Tackling the Problem of Online Hate Speech

Tackling the Problem of Online Hate Speech

Tackling the Problem of Online Hate Speech 370 275 Stefanie Ullmann
06 May 2020

by Marcus Tomalin and Stefanie Ullmann

Source: shutterstock/asiandelight

In recent years, the automatic detection of online hate speech has become an active research topic in machine learning. This has been prompted by increasing anxieties about the prevalence of hate speech on social media, and the psychological and societal harms that offensive messages can cause. These anxieties have only increased in recent weeks as many countries have been in lockdown due to the Covid-19 pandemic (L1GHT Toxicity during Coronavirus report). António Guterres, the Secretary-General of the United Nations has explicitly acknowledged that the ongoing crisis has caused a marked increase in hate speech.

Quarantining redirects control back into the hands of the user.
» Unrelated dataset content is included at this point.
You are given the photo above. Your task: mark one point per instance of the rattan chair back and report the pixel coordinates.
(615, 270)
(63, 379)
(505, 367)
No one should be at the mercy of someone else’s senseless hate and abuse, and quarantining protects users whilst managing the balancing act of ensuring free speech and avoiding censorship.

Stefanie Ullmann

Online hate speech presents particular problems, especially in modern liberal democracies, and dealing with it forces us to reflect carefully upon the tension between free speech (i.e., allowing people to say what they want) and protective censorship (i.e., safeguarding vulnerable groups from abusive or threatening language). Most social media sites have adopted self-imposed definitions, guidelines, and policies for handling toxic messages, and human beings employed as content moderators determine whether or not certain posts are offensive and should be removed. However, this framework is unsustainable. For a start, the offensive posts are only removed retrospectively, after the harm has already been caused. Further, there are far too many instances of hate speech for human moderators to assess them all. In addition, it is problematical that unelected corporations such as Facebook and Twitter should be the gate-keepers of free speech. Who are they to regulate our democracies by deciding what we can and can’t say?

Demonstration of app
Demonstration of app

Towards the end of 2019, two Cambridge-based researchers, Dr Marcus Tomalin and Dr Stefanie Ullmann, proposed a different approach. Their framework demonstrated how an automated hate speech detection system could be used to identify a message as being offensive before it was posted. The message would then be temporarily quarantined, and the intended recipient would receive a warning message, indicating the degree to which the quarantined message may be offensive. That person could then choose either to read the message, or else to prevent it appearing. This approach achieves an appropriate balance between libertarian and authoritarian tendencies: it allows people to write whatever they want, but recipients are also free to read only those messages they wish to read. Crucially, this framework obviates the need for corporations or national governments to make decisions about which messages are acceptable and which are not. As Dr Ullmann puts it, “quarantining redirects control back into the hands of the user. No one should be at the mercy of someone else’s senseless hate and abuse, and quarantining protects users whilst managing the balancing act of ensuring free speech and avoiding censorship.”

 

A 4th-year student in the Engineering Department, Nicholas Foong who is supervised by Dr Tomalin, has now developed both a state-of-the-art automatic hate speech detection system, and an app that demonstrates how the system can be used to quarantine offensive messages by blurring them until the recipient actively chooses to read them. An Android version of the app is available, along with a short demo video of the app in action.

The state-of-the art system is able to correctly identify up to 91% of offensive posts. In the app, it is used to automatically detect and quarantine hateful posts in a simulated social media feed in real-time. The app demonstrates that the trained system can run locally on mobile phones, taking up just 9MB of space and requiring no internet connection to function.

Nicholas Foong, app developer, Department of Engineering Cambridge

Despite these promising developments, there is still a lot of work that needs to be done if the problem of online hate speech is going to be solved convincingly. The detection systems themselves need to be able to cope with different linguistic registers and styles (e.g., irony, satire), and the training data must be annotated accurately, to avoid introducing unwanted biases. In addition, since hate speech increasingly contains both words and images, the next generation of automated detection systems will need to handle multimodal input. Nonetheless, the quarantining framework offers an effective practical way of incorporating such technologies into our regular online interactions. And, as we adjust to life in lockdown, we can perhaps appreciate more than ever how quarantining can help to keep us all safe.